Fue un flechazo que me lanzaste, porque fuiste tú la primera
que miraste. Éramos dos pasiones enfrentadas destinadas a encontrarse, a
mezclarse en una corriente de pasión, lascivia y amor.
Éramos tan iguales y tan distintos, éramos polos opuestos e
islas tropicales idénticas. Tú eras levante y yo poniente, chocando con
desenfreno en el estrecho, en el auge de nuestras fuerzas, siempre al acecho.
Me hacías flotar como yo te hacía volar, fluíamos sin darnos
cuenta, surcábamos todos los cielos y racheábamos nuestra felicidad en mares y
playas de consuelos.
Eras huracán que se deshacía en tormenta tropical y
agradable céfiro, yo un remolino inconstante y soberbio. No había lugar para la
frialdad, todo era fuego avivado por un fuelle visceral de irremediable fugacidad,
llamas que prendían a la orden de nuestro silbido, que no cesaban ni con el más
intenso de los soplidos. Danzábamos como el bochorno veraniego, cálidos, húmedos,
pegados, saturados de placer sin sosiego…
Y fuimos cambiando. El eterno siroco que me trajiste, el
interminable lebeche lleno de polvos, lluvia y tormenta que compartí contigo, ambos
a lomos de un inmenso verano sin castigo, se transformaron en los amansados
efluvios traídos por mi ábrego y tu aura. Nos sumergimos en una fina brisa de
fragancias sosegadas, que hacían ondear la agradable estabilidad de la
confianza e intimidad plenas y conquistadas.
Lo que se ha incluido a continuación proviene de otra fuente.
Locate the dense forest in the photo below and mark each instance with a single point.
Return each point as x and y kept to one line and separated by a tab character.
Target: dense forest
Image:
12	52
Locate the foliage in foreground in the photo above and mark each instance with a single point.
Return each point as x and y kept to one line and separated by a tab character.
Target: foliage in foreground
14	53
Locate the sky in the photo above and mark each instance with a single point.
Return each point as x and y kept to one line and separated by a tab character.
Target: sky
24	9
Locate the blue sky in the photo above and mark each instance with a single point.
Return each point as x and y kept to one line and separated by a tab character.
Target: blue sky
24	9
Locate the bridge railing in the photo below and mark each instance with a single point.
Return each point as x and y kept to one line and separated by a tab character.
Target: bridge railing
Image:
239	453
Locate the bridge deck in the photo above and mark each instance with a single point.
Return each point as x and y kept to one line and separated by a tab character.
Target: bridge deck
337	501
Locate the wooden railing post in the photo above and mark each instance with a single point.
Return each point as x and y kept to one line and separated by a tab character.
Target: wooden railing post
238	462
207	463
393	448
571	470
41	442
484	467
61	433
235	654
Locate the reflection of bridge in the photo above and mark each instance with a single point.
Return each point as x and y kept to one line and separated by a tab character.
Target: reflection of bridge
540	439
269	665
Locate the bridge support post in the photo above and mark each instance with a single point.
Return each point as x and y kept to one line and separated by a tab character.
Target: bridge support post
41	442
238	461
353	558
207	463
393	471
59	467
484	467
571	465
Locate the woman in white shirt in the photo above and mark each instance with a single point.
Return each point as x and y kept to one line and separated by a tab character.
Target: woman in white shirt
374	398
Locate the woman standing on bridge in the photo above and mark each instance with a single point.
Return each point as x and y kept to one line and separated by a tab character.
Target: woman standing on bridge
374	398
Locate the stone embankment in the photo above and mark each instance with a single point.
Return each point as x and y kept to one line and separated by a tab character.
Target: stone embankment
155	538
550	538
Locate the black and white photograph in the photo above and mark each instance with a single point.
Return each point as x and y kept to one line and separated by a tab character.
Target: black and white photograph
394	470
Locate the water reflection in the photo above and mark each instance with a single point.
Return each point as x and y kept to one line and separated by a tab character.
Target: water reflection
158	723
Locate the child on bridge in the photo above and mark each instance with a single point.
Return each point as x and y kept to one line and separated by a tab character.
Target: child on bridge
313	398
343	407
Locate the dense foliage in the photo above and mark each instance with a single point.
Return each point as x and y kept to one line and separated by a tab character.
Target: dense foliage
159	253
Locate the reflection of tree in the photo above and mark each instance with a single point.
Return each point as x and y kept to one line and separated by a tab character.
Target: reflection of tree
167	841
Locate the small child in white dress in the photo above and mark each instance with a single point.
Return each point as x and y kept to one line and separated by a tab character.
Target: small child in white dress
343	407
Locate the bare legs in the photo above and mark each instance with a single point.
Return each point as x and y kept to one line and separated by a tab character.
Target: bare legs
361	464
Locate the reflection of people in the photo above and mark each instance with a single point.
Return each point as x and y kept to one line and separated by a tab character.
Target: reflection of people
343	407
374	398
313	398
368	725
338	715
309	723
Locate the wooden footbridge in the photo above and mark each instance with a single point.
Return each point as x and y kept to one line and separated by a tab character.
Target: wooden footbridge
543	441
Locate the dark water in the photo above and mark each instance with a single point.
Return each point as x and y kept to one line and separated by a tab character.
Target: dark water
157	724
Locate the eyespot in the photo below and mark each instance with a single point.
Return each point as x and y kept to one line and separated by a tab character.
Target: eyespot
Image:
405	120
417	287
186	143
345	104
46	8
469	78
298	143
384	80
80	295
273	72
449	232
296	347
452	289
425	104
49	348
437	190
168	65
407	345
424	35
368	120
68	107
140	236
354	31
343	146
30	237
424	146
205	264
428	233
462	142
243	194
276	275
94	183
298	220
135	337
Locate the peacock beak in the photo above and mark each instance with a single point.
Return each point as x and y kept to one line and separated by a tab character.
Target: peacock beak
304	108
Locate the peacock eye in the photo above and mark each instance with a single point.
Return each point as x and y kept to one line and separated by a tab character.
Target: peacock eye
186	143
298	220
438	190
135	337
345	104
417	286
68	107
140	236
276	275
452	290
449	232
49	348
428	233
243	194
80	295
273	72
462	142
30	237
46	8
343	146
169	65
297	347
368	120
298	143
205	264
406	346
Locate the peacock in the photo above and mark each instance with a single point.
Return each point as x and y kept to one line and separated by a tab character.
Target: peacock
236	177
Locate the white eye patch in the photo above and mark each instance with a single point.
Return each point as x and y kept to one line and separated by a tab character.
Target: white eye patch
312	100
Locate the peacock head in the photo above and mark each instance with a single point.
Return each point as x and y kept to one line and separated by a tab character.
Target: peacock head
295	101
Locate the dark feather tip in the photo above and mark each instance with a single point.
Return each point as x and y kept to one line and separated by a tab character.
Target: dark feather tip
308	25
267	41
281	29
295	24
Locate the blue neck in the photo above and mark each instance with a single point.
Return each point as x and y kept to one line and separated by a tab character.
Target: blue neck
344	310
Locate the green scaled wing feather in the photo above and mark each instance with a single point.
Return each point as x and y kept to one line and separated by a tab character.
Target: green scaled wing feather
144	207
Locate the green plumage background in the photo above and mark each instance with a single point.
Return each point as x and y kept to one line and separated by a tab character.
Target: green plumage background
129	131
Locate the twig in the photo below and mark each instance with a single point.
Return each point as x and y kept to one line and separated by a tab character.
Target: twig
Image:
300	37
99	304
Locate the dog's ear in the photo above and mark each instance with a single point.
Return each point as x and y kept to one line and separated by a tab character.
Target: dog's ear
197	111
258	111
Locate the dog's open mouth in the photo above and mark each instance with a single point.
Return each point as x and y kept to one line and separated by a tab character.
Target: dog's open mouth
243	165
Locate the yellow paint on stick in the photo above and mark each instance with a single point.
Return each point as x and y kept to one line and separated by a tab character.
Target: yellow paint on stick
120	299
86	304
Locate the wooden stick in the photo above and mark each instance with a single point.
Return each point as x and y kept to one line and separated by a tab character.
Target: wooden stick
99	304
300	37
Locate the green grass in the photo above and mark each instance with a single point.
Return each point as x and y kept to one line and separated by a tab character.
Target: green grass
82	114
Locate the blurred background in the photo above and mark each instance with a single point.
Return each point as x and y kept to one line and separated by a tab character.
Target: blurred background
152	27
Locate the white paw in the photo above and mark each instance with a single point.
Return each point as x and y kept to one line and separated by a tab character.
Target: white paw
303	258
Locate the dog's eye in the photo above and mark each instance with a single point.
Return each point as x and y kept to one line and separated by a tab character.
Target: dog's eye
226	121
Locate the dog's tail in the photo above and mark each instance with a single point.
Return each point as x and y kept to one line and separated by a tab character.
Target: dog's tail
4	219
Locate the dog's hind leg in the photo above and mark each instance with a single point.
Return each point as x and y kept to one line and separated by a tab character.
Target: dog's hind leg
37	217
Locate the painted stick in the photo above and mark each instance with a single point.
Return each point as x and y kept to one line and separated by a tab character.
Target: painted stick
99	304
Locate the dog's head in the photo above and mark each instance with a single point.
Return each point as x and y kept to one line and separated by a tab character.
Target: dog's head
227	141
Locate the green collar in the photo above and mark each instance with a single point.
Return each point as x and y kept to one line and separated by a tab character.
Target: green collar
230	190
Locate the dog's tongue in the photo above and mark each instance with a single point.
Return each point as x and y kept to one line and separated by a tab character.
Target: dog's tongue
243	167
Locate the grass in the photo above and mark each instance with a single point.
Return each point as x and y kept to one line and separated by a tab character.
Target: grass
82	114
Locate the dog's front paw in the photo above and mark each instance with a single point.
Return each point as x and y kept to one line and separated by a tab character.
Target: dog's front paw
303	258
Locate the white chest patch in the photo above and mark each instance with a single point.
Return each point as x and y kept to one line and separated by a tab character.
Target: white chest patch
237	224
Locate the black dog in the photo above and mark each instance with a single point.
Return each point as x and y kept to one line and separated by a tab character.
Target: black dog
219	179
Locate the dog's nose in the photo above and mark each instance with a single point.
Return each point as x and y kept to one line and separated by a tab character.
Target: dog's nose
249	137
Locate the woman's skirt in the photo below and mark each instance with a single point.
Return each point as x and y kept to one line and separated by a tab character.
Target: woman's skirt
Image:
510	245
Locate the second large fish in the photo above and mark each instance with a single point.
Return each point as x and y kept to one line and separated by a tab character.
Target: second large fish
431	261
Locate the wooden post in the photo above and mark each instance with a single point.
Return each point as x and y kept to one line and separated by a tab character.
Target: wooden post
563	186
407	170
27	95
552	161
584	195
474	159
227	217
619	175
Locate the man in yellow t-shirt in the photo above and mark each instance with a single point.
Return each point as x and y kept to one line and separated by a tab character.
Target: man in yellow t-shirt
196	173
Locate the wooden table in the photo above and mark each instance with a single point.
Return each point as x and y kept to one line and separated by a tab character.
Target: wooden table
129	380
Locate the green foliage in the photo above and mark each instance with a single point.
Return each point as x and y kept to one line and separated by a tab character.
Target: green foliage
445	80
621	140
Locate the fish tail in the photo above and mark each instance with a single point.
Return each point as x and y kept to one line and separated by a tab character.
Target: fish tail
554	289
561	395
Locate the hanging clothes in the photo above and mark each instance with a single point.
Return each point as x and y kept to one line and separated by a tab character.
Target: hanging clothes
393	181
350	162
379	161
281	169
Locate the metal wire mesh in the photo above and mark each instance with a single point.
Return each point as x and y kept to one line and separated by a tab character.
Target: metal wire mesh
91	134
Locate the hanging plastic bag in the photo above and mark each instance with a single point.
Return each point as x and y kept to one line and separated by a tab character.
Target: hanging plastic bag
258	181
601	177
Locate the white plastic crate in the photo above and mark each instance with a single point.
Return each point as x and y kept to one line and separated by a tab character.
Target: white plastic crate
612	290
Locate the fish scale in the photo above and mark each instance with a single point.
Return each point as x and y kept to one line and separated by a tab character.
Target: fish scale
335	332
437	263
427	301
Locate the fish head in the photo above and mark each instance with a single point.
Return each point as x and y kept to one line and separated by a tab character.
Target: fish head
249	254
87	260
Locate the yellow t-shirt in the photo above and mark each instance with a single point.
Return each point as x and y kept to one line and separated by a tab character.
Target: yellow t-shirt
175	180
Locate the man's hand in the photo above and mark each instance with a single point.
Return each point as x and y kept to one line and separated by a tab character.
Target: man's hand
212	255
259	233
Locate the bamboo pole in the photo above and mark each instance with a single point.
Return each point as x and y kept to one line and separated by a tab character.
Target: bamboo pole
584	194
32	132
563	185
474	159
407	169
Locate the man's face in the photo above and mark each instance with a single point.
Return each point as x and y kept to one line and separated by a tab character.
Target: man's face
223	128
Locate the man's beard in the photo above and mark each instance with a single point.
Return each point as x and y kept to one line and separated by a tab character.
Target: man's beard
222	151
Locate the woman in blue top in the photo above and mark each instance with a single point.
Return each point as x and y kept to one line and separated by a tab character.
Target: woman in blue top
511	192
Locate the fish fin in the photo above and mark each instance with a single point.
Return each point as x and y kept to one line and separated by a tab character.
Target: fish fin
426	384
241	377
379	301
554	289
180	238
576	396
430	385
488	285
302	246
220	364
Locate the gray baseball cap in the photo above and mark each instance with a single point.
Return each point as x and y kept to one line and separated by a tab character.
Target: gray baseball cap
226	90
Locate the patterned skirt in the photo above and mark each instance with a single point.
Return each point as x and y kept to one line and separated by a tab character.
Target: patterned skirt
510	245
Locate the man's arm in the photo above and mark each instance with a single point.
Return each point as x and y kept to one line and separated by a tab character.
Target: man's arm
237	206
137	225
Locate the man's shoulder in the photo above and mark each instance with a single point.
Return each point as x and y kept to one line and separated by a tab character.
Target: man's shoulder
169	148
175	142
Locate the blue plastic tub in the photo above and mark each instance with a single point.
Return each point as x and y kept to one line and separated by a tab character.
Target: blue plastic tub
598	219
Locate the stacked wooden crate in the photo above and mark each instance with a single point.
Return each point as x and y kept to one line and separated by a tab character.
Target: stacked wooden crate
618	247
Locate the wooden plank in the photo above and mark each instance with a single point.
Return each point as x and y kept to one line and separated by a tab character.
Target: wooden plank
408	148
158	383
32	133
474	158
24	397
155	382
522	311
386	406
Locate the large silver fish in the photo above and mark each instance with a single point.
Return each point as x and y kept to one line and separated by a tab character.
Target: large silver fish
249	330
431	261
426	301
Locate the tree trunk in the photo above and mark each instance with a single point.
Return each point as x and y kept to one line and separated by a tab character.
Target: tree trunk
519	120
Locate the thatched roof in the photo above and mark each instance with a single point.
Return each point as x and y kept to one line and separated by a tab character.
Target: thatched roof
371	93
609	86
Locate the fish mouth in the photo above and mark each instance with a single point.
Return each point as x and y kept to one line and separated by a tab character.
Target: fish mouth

Se hizo evidente que era una ficción. Lo nuestro era un
torbellino, juntos éramos un vendaval, por lo que vivir en un anticiclón sólo
podía llevar al mal. La inquietud nos agobiaba, porque la tranquilidad y el
sosiego nos asfixiaban. Necesitábamos el temporal para vivir, para existir
juntos, porque en la marejadilla nos aburríamos, nuestros pulmones no podían
esperar a inflar las aguas para bailar en las olas sin descansar. Lo nuestro no
es ser calmos, es ser ventosos.
Éramos choque, glorioso choque, éramos borrasca y ventarrón
para forjar el recuerdo, por lo que nos esmeramos en llamar a la galerna y al
caos, a la pelea y la disputa, para sustituir el hastío con la bronca, la
trifulca y el lío.
Y el fuego y las llamas cedieron al frío y el hielo. Todo se
congeló y endureció, la indiferencia nos mató, en los huesos el cierzo penetró
y todo se apagó. Los miembros no responden y el corazón, sin que le insuflen calor,
perece ante el aliento gélido de la aversión, del desprecio y la falta de ardor.
El invierno del querer nos asoló, nuestras corrientes se
cruzaron y enfrentaron, se mezclaron y saciaron, pero irremediablemente
siguieron sus opuestos caminos siguiendo a la propia naturaleza. La tramontana llegó
al alma sin compasión arrasando todo aquello que nos avivó, eso que no supimos
retener y que el viento se llevó.
Llantos de ventisca y luego de lluvia fina que derritieron
el hielo de la aflicción y el desconsuelo sin consideración, para forjar a fuego
cierto un amor y un dolor para el recuerdo que queda impuesto. Porque algunas
relaciones duran mucho y otras… se recuerdan más.
¿Qué fue de aquel faro imperturbable que contemplaba las
tempestades? ¿Y de aquel tornado, de aquel ciclón y de aquel tifón?